In The Loop Review
The modern world has made a science out of sugaring the pill when things go wrong. The PR gurus and press offices work overtime to recast the unforeseen consequences - the wrong headed follies and the outright madness of their political betters. Yet, even this group of people, the very ones charged with putting mistakes right, are fallible and their methods far from savoury, or often effective. This is what Armando Iannucci's The Thick Of It has made hay with, and here, in its big screen variant, it aims for the ultimate in real world incompetent fixes - the "evidence" that justified going to war with Iraq.
What the improvisational style and reality TV like approach drives home, is how those that we assume are most powerful are often scrabbling about for impact and direction themselves. Here a government minister finds himself as a political football on both sides of the pond with pro and anti war factions trying to use him for their own ends. Alongside those who should wield power are the even more naive whose work is rehashed for a dodgy dossier to justify the very thing they never wanted, who try to prove their worth to their political masters but end up seeming as impotent and incompetent.
And this is because in the Thick of It and this, its big screen brother, government is a nonsense only achievable by forcing solution despite facts, people, or ethics.
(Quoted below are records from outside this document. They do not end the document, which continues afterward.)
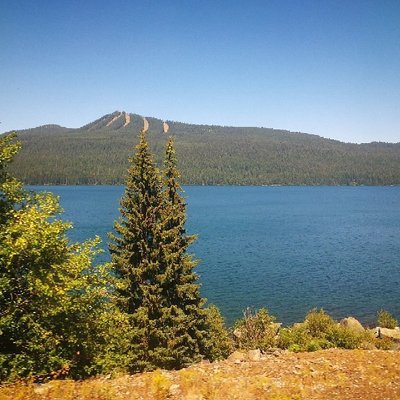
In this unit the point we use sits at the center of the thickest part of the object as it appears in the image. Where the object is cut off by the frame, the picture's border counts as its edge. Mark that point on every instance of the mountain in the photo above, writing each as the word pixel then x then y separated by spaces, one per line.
pixel 97 153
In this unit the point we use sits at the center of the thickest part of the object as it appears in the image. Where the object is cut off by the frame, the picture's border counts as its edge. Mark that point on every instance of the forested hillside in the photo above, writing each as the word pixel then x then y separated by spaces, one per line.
pixel 98 153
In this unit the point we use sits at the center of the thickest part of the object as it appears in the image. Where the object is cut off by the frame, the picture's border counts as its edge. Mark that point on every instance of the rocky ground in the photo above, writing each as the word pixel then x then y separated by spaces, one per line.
pixel 327 374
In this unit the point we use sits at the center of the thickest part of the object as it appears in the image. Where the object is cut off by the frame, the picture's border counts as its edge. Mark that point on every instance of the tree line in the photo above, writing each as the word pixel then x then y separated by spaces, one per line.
pixel 209 155
pixel 63 315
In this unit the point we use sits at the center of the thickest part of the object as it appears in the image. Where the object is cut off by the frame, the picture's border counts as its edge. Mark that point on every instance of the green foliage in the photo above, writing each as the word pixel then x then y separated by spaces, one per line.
pixel 219 341
pixel 256 330
pixel 386 320
pixel 319 331
pixel 210 155
pixel 157 286
pixel 51 295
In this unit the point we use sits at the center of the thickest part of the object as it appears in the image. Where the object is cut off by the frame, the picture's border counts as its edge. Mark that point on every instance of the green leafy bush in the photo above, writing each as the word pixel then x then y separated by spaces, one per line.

These are solutions whose purpose matters less than whether they are seen to work. This cynicism and the world infested by it is undoubtedly a funny, often hilarious, place, but a place not so fictional as to be easily denied. The parallels to the real world are legion and Iannucci seems to decide that the push to a disastrous ill thought out war was first cock up, and then came the conspiracy as the mistakes were glossed over, protected, and relaunched as the shining truth of 24 hour news.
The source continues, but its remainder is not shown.